As the designers of major systems, such as Blue Waters, cast doubt on the use of simple benchmarks to judge system performance, the spotlight falls on to how users can get their job done in less time and with fewer machine resources – Allinea MAP is key to achieving these goals.
The real issue in HPC today and tomorrow is not how much ‘tin’ can be afforded but rather how good is the development environment in getting the users to their application objectives quickly, easily and cost effectively.
Figure 2: Get results right away, see at a glance
which lines of code are slow
The Allinea environment has been turning some influential heads across the globe. “I really liked seeing the performance information directly in the source code,” said Helen He of the National Energy Research Supercomputer Center (NERSC) at Lawrence Berkeley National Laboratory, Department of Energy. “It’s very cool,” agrees Richard Gerber, Deputy Group Lead for the NERSC User Services Group, “we need a tool that helps users to help themselves.”
The rallying-cry around a more usable, reliable profiling tool was repeated across the Atlantic. “When we profile code, the simplest metrics are sometimes the trickiest to collect. A lightweight tool like Allinea MAP lets us get this key performance data faster,” said Steven Jarvis, head of the High Performance Systems Group at Warwick University, England, whose group reviewed and advised on several iterations of Allinea MAP.
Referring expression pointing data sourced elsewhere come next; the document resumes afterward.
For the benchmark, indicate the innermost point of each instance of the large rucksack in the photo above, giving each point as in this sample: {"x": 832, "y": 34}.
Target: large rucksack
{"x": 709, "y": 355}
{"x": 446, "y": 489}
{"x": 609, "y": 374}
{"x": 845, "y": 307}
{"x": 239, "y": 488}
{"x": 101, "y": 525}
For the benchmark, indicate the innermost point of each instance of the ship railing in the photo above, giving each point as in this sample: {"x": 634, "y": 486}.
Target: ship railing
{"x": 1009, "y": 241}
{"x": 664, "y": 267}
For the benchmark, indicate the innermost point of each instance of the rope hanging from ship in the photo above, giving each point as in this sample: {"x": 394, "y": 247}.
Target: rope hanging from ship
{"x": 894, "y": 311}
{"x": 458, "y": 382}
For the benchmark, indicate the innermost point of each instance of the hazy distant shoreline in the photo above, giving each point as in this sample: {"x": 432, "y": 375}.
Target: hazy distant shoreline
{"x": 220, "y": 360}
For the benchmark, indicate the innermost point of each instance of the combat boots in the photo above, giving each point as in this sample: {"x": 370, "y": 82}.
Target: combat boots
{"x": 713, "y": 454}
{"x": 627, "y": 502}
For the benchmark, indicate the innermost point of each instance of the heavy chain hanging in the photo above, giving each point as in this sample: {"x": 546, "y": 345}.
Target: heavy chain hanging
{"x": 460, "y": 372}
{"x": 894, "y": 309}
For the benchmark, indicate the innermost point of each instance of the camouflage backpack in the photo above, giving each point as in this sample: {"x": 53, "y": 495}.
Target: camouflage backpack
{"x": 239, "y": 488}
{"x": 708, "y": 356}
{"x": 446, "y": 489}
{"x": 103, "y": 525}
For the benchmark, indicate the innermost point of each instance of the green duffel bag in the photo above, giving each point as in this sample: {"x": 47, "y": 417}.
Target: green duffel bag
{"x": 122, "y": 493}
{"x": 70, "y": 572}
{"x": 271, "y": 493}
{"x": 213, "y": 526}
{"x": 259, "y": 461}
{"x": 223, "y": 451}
Allinea Software’s ‘Crowd Sourced’ development hasn’t stopped at launch. Customers who signed up during SC12 received exclusive invitations to an extended development phase to fit the product to their users’ needs. For example, with Allinea DDT already providing support for Intel Xeon Phi, Allinea Software will be working with several key sites who are expecting Allinea MAP for Phi support to follow in short order.
Figure 3: Deepen your understanding, learn why
each hotspot exists
“The use of a common platform lets us execute our roadmap at a very aggressive pace,” explains David Lecomber. “It’s enabling us to add support for almost every platform, and OpenMP and threads to Allinea MAP, in a matter of months rather than years. We’ll be making some big announcements for both products later this year!”
“Developing a product in parallel with key labs like this is the only way to work with today’s product lifecycle,” adds Mark O’Connor, “but then I guess parallelizing a process to get better results faster just comes naturally to those who work in HPC.”